A young woman called Tessa Cooper writing in the Guardian about her decision at 18 not to go university. Here is a link to her article. It's odd how things turn out and how opinions and requirements change. My younger brother began a degree course in the 1970s and dropped put, deciding it wasn't for him. He found employment in banking and throughout his career found himself overtaken by people with less experience but more paper qualifications. And yet now it seems that there are companies like Penguin who are no longer making a degree a necessary qualification for working with them. 

Through the 1990s and the 2000s, working in sixth Form colleges, I advised young people to go to university. I helped them write personal statements and choose the university course to suit them. Maybe it was a mistake to persuade so many young people to go and get a degree in whatever discipline would accept them, devaluing the degree to some extent in the process and leading to a glut on the market. The law of unforeseen consequences also led to employers demanding higher qualifications for all sorts of jobs. 

Tessa Cooper, now I imagine in her mid-twenties, says she has recently decided to study for a master's degree, not because she needs it but because she wants to study and feels ready. There it is, that important thing of going into study with passion. 

The easiest students to help, I always found, were those who had a burning desire to study a specific subject, not only because they realised it might help their future employment prospects but mainly because they loved that subject and wanted to continue learning more. Perhaps I was right when I advised student to do just that, apply for the subject they loved - even though my own son told me once that I should have advised him to study Business instead of History! 

In the end, however, it has to be the decision of the person filling in the application form! 

Then there is the pyjama debate. For some mothers it would seem that just getting their children fed, dressed and off to school every morning is a miracle. It's too much to ask them to get out of their own jimjams and into proper clothes before jumping into their four by four to take the kids to school!
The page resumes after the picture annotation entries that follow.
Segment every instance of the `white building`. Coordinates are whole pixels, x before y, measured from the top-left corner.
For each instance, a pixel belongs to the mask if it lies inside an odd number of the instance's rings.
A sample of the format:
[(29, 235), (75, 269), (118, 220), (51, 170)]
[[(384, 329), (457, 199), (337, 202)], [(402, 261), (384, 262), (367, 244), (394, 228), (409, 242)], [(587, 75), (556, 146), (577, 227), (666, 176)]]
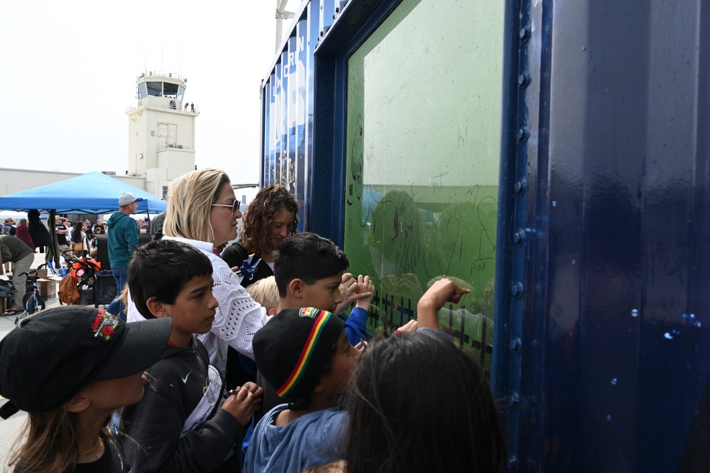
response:
[(129, 175), (145, 178), (145, 189), (165, 197), (175, 179), (195, 169), (195, 103), (183, 103), (187, 79), (173, 74), (138, 78), (137, 106), (129, 116)]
I wonder how my daughter does it. She doesn't turn up to work in her pyjamas, at least not unless it's a charity event when everyone wears nightwear to school or work. 

The debate has been taken to a higher fashion level, with famous people being photographed in very expensive pyjamas. And it's not just women. Some male television personalities have been seen leaving television studios in what are clearly pyjama bottoms. But then, I suppose that if you spend over a thousand pounds on pyjamas, you won't just wear them to sleep in! 

None of this has anything to do with me, of course. I simply remember my grandmother, who never stepped outside of the house unless she was immaculately dressed, and usually had at least her second-best hat on. Italian friends of mine tell me that their mothers live by the same philosophy, taking it a step farther: they are usually beautifully made up and have their killer heels on their feet!